Bali played a key role in the evolution of the moving image and the ancient art of wayang kulit shadow puppetry is demonstrated by dalang Nyoman Sumandhi, who shows how he manipulates the intricately decorated puppets and changes his voices to tell stories of heroic rulers and malign forces. He also explains how he can channel spirits during his performances and this is even more powerfully exhibited in Jero Wining's ministration to a young man who had damaged his leg in a motorcycle accident and who is evidently moving with greater ease after a healing intervention.

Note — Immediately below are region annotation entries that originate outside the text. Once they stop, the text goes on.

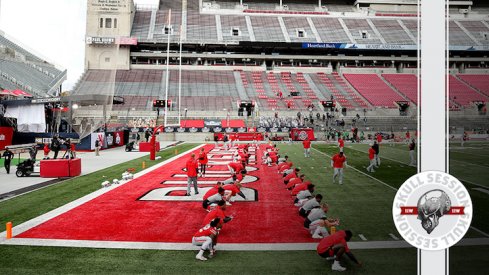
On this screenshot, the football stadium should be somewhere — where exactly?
[0,0,489,274]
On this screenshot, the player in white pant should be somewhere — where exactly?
[409,139,416,166]
[367,143,377,172]
[192,218,221,261]
[309,217,340,239]
[331,152,346,184]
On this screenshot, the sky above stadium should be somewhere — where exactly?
[0,0,157,90]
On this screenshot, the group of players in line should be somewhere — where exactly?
[190,144,252,261]
[191,140,361,271]
[277,143,361,271]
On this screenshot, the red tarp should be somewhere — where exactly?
[180,120,204,128]
[0,127,14,150]
[290,128,315,140]
[10,90,32,97]
[221,119,246,128]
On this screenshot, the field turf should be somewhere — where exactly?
[0,144,489,274]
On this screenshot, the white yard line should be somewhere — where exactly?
[348,147,410,166]
[472,188,489,195]
[450,159,489,169]
[0,144,204,240]
[0,238,489,251]
[470,226,489,238]
[311,147,397,191]
[389,233,399,241]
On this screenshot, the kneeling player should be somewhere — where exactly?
[202,200,233,229]
[317,230,362,271]
[192,218,221,261]
[202,187,224,210]
[309,217,340,239]
[299,194,323,218]
[294,184,314,207]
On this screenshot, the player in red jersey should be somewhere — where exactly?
[228,162,246,175]
[367,143,377,173]
[202,187,224,210]
[185,154,199,196]
[338,137,345,152]
[199,147,209,178]
[202,200,233,229]
[302,138,311,158]
[223,181,246,205]
[284,168,301,184]
[192,218,221,261]
[285,174,305,190]
[290,181,312,196]
[317,230,362,271]
[331,151,346,184]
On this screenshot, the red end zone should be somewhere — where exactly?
[16,145,314,243]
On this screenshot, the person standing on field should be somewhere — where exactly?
[302,137,311,158]
[409,138,416,166]
[367,143,376,173]
[185,154,199,196]
[331,152,346,184]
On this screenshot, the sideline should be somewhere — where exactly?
[311,147,397,192]
[0,144,205,244]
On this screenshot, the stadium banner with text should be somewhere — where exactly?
[115,37,138,46]
[0,127,14,150]
[302,42,489,51]
[105,132,124,147]
[290,128,315,140]
[164,126,290,133]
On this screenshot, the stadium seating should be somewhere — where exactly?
[448,21,476,46]
[187,10,217,42]
[343,18,383,44]
[131,10,151,41]
[310,73,368,108]
[153,10,182,41]
[448,75,488,107]
[457,74,489,96]
[372,19,413,45]
[458,20,489,45]
[312,17,352,43]
[382,74,418,104]
[250,16,285,42]
[220,15,251,41]
[343,74,405,108]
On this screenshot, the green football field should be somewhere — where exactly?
[0,144,489,274]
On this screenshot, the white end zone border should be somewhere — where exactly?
[0,144,205,245]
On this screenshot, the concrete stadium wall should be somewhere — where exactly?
[157,133,214,142]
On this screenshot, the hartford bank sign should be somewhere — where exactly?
[302,43,489,51]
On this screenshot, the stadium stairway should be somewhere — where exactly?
[233,71,250,100]
[377,74,414,104]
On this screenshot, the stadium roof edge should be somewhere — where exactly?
[0,29,65,71]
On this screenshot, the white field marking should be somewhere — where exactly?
[139,186,256,202]
[0,142,186,202]
[163,180,218,185]
[450,159,489,168]
[0,144,205,243]
[350,148,409,167]
[460,178,489,188]
[200,170,231,176]
[472,188,489,194]
[172,175,231,178]
[470,226,489,238]
[312,148,397,191]
[0,238,489,251]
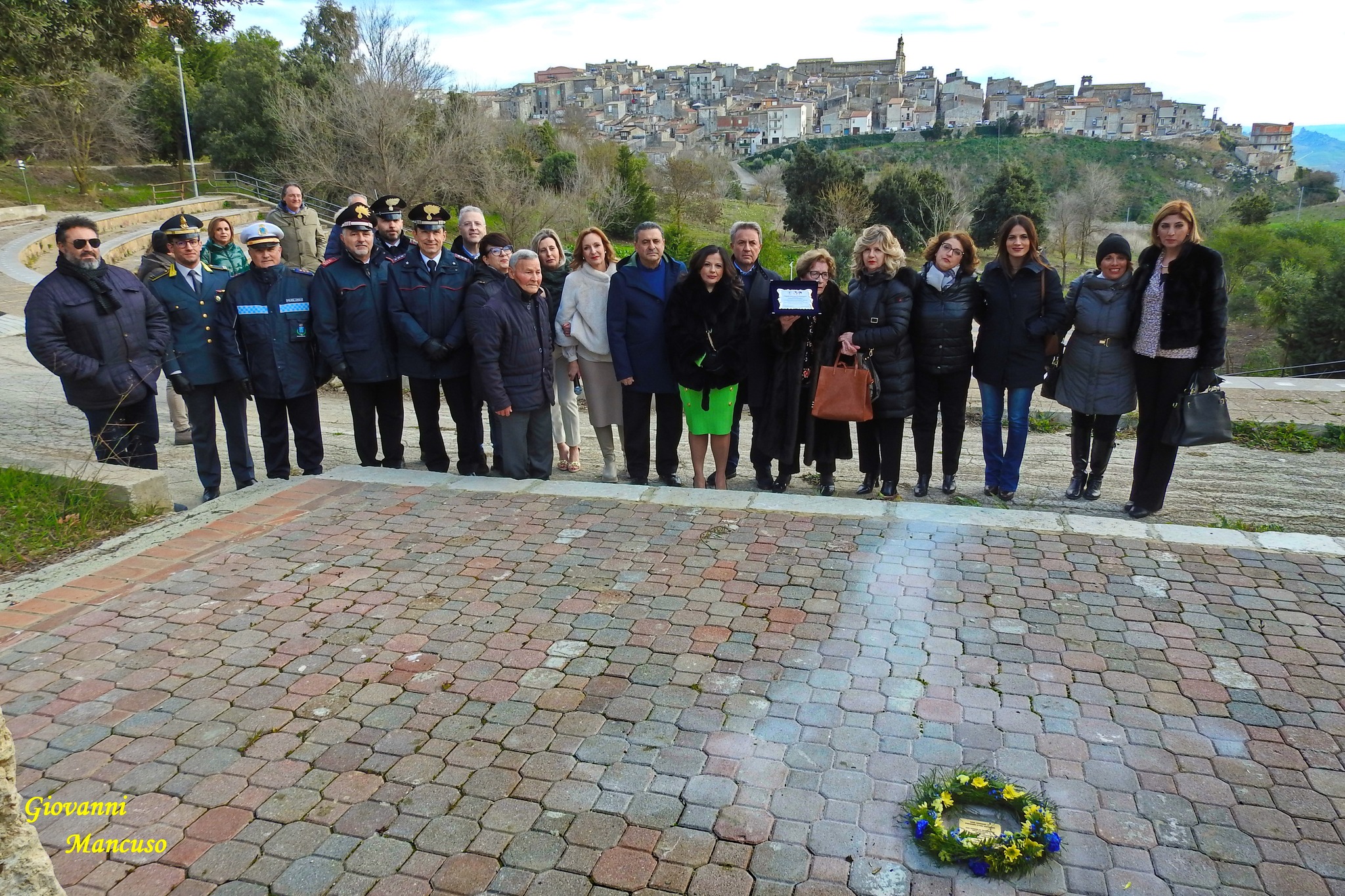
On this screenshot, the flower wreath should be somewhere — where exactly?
[902,769,1060,877]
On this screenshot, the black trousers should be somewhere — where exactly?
[181,380,257,489]
[854,416,906,482]
[493,407,552,480]
[255,393,323,480]
[621,385,682,482]
[1130,354,1197,511]
[344,376,406,466]
[410,376,489,475]
[909,367,971,479]
[79,393,159,470]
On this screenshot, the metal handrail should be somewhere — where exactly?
[207,171,342,222]
[1232,360,1345,379]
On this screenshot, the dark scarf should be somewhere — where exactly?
[56,254,121,314]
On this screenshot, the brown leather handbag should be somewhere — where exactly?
[812,352,873,423]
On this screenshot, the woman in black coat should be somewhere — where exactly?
[841,224,916,498]
[973,215,1065,501]
[1126,199,1228,520]
[753,249,851,496]
[663,246,751,489]
[910,231,981,498]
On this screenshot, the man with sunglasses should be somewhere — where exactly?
[386,203,487,475]
[145,215,257,502]
[23,215,169,470]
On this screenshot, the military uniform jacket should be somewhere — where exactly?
[387,249,472,380]
[145,262,230,385]
[374,231,416,265]
[219,265,320,399]
[308,250,398,383]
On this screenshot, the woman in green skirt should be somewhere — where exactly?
[663,246,751,489]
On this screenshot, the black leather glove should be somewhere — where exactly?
[425,339,448,362]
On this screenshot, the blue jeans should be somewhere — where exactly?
[978,383,1033,492]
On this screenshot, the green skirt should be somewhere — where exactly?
[678,383,738,435]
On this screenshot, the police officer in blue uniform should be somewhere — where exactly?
[308,203,406,467]
[387,203,489,475]
[219,222,328,480]
[145,215,257,501]
[370,196,416,262]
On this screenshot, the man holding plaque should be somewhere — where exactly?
[725,221,788,492]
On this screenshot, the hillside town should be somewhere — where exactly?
[476,37,1295,181]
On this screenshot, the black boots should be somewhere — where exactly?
[1065,419,1092,501]
[1084,435,1116,501]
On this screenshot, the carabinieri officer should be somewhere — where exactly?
[368,196,416,263]
[219,222,326,480]
[309,203,405,467]
[387,203,489,475]
[145,215,257,502]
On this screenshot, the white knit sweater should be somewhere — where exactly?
[556,262,616,363]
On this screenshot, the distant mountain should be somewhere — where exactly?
[1294,125,1345,185]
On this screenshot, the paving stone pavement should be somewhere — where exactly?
[0,480,1345,896]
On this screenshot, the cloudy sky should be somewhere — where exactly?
[238,0,1345,125]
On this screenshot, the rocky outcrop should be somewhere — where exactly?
[0,715,66,896]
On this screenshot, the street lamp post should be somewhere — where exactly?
[172,37,200,196]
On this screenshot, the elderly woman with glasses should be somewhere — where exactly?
[752,249,852,496]
[910,231,981,498]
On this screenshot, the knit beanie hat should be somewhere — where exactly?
[1097,234,1130,267]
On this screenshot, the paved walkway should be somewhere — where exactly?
[0,471,1345,896]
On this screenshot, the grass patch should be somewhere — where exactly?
[1028,411,1069,433]
[1233,421,1323,454]
[0,467,153,572]
[1214,513,1285,532]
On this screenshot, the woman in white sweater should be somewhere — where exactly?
[556,227,625,482]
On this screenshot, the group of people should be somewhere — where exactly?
[27,190,1227,519]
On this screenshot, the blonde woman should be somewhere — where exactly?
[1126,199,1228,520]
[556,227,625,482]
[841,224,916,498]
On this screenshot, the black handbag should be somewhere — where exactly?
[1041,354,1060,400]
[1164,376,1233,447]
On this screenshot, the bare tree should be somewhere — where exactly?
[651,156,720,227]
[1049,190,1080,280]
[818,181,873,234]
[1070,163,1120,265]
[275,5,495,200]
[16,68,146,196]
[753,164,784,205]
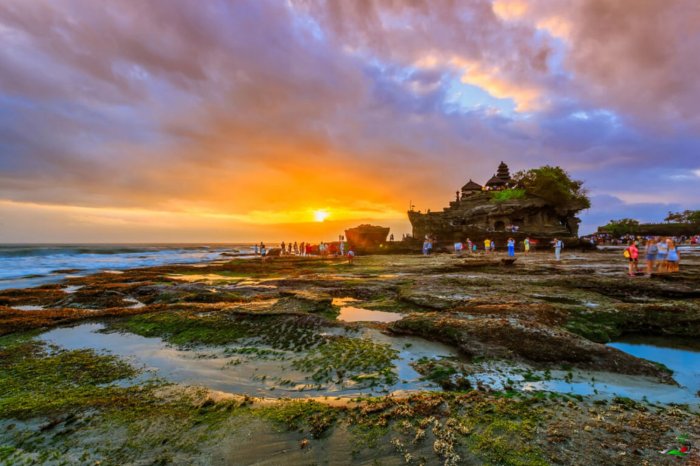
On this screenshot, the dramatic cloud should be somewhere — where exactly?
[0,0,700,241]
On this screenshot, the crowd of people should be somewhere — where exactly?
[253,242,355,262]
[623,237,681,277]
[446,236,563,259]
[582,233,700,246]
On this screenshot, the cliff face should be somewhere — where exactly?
[408,192,584,241]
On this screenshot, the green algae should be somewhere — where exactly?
[292,336,398,384]
[252,400,340,438]
[109,311,323,351]
[0,337,140,418]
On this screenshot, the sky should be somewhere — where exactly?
[0,0,700,242]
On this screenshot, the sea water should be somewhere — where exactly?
[0,244,252,289]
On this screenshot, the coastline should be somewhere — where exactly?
[0,251,700,465]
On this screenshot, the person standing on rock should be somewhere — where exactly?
[656,238,668,272]
[645,238,659,277]
[666,239,681,272]
[625,241,639,277]
[552,238,564,260]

As word spread of Wiese and Roman's visit, they were invited to witness such little-seen ceremonies as the reactivation of a Barong mask, which involves it being taken in procession from the temple altar to a graveyard for the gods to reinhabit it and bring blessings upon the people. While this rite works well, the priest in Kayukapas village near the Batur volcano is less successful in his use of holy puppets to entice the spirits into selecting a new medium for divine intercession from the two young girls submitted for their approval.

Following a meeting with Anak Agung Gede Putra Rangki - a prince in the royal lineage of an ancient Balinese kingdom who has built a palace in jungle according to traditional architectural principles - Wiese and Roman visit Madé Suwirya, who goes into a trance as Hanoman, the King of the White Monkeys, who, with help of Gusta Raka Suwamba, offers Wiese a cure for his condition and the openness of heart to see the workings of the spirits. This bears fruit in the remarkable final sequence, when the pair encounter Ibu Ayu Cantik, a market stallholder by day and dancer, spirit channel and healer by night. As she prepares to be interviewed on camera, she goes into a trance and becomes Quan Yin,

the embodiment of compassionate loving kindness, and she encourages Roman to enter a trance state and exhibit the characteristics of the Monkey King, while another develops the energy of a tiger. Even Wiese joins in as the dance intensifies and Ayu gives them a special blessing in an antechamber after the session ends with several of the faithful passing out when the music stops.

As his pilgrimage ends, Wiese reveals an increased mobility in his right hand and reaffirms his invitation to keep an open heart and mind in watching and meditating about the film so that viewers can learn and receive grace from what they have seen. The sceptical will be hard to convince. But for anthropologists and those already on Wiese'
s spiritual wavelength, this will prove compelling and inspiring.